Certain statements and other information included in this press release constitute "forward-looking information" or "forward-looking statements" (collectively, "forward-looking statements") under applicable securities laws (such statements are usually accompanied by words such as "anticipate", "expect", "believe", "may", "will", "should", "estimate", "intend" or other similar words). All statements in this press release, other than those relating to historical information or current conditions, are forward-looking statements, including, but not limited to the timing of the issuance of the Nutrien Notes, elements of the 2027 consent solicitation and the expected refinancing of PotashCorp's and Agrium's respective credit facilities with a new Nutrien credit facility. Forward-looking statements in this press release are based on certain key expectations and assumptions made by Nutrien, some of which are outside of Nutrien's control. Although Nutrien believes that the expectations and assumptions on which such forward-looking statements are based are reasonable, undue reliance should not be placed on the forward-looking statements because Nutrien can give no assurance that they will prove to be correct.

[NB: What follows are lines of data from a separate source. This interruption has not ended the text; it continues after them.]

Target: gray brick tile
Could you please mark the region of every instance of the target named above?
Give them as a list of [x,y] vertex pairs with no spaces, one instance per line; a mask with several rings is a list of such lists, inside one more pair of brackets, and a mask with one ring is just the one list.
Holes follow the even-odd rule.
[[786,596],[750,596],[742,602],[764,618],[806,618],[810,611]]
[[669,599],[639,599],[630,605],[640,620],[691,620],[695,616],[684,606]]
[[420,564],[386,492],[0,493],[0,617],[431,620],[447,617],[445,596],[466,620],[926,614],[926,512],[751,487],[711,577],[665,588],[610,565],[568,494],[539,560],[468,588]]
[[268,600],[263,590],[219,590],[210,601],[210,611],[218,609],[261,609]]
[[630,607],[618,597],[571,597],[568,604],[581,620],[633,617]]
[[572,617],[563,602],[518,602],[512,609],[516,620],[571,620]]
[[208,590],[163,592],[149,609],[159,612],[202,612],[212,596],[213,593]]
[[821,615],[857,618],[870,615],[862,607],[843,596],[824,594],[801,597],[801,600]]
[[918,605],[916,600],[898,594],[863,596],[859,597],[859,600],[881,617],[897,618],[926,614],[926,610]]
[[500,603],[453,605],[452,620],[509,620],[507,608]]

Forward-looking statements are subject to various risks and uncertainties which could cause actual results and experience to differ materially from the anticipated results or expectations expressed in this press release. The key risks and uncertainties are set forth in the prospectus supplement or in the relevant documents incorporated by reference in the accompanying prospectus, as applicable.

Nutrien disclaims any intention or obligation to update or revise any forward-looking statements in this press release as a result of new information or future events, except as may be required under applicable U.S. federal securities laws or applicable Canadian securities legislation.